Ryder Cup loss still weighs on PGA host Love

Davis Love is excited to play host to some of the US PGA's top players when the $4 million McGladrey Classic opens Thursday, but he cannot get the US Ryder Cup loss to Europe off his mind.

Love was the American captain who saw Europe stage the greatest last-day victory fightback on opposing soil in Ryder Cup history to retain the trophy with a 14 1/2-13 1/2 triumph last month.

"I'm still not sleeping well. I still think about things," Love said Wednesday. "We didn't win. So I accept that."

Love ranks 104th on the season money list entering the penultimate event of the campaign, which concludes after next month's event at Disney World. He hopes for a 27th consecutive spot in the top 100 on the PGA money list.

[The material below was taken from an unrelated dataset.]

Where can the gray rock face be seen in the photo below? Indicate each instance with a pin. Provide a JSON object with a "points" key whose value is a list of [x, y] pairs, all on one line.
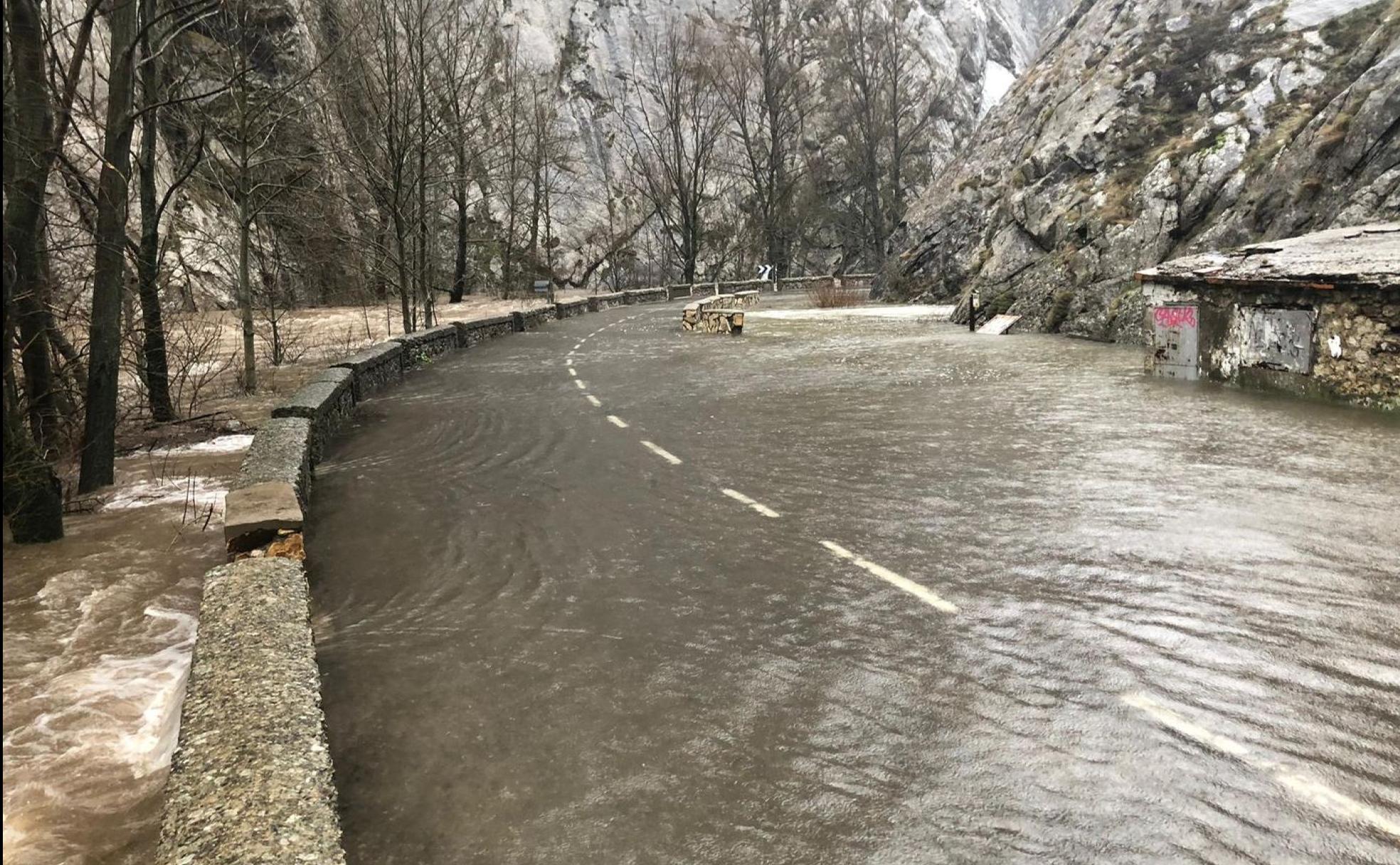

"Playing some good golf but not getting great results," Love said. "But I'm happy to be staying competitive."

Love admits he has played out small choices in his mind that he thinks might have made the difference in an American victory or defeat at the Ryder Cup in Medinah.

"We've been playing that game like everybody else," Love said. "You sit there and go, 'If I had just put the pin left on 17 on Sunday rather than right, would that have made a difference?'

"And the order of play and the pairings and all that, you can go over and over and over. So you keep going back and forth on all the arguments.

"What I've come down to is we really may have dropped the ball on pin placements on the last few holes. We wanted pins on the left and in the middle of the green because a lot of our guys were drawing it in there.

"If I could do something over again, it would be more getting guys thinking about how to play singles and maybe the pins needed to be easier or harder."

Among the entrants this week is Swedish rookie Jonas Blixt, who comes off his first PGA title last week in California after only 19 events.

"I have pretty good confidence in my game right now and the things I've been doing after the win are taking a lot of energy so I will see what my body does and how I respond to it," Blixt said.

"I'd like to kind of sneak under the radar a little bit. I enjoy being by myself and practicing a little bit and stuff like that. I'm not really used to having a camera in my face as much as I've been having the last few days."

Blixt ranks 35th on the money list at just under $2.2 million. To reach his target of a top-30 money showing for the season, and the special invitations it brings, he will need to catch American Ben Curtis, the defedning McGladrey champion on $2.46 million.

"I'm trying to get into the Top 30," Blixt said. "It's not going to be the easiest thing but whenever you got a chance, you've got to try to take it."

Also in the field is Australian Jason Day, who enjoyed his best finish of his injury-nagged season two weeks ago when he was fourth at Las Vegas.

"This year has been very tough," Day said. "Over the past couple of months I've been able to actually get back to practicing, get back to the normal way I prepare for an event."

Day, who shared second at last year's Masters and US Open, ranks 80th on the money list this season.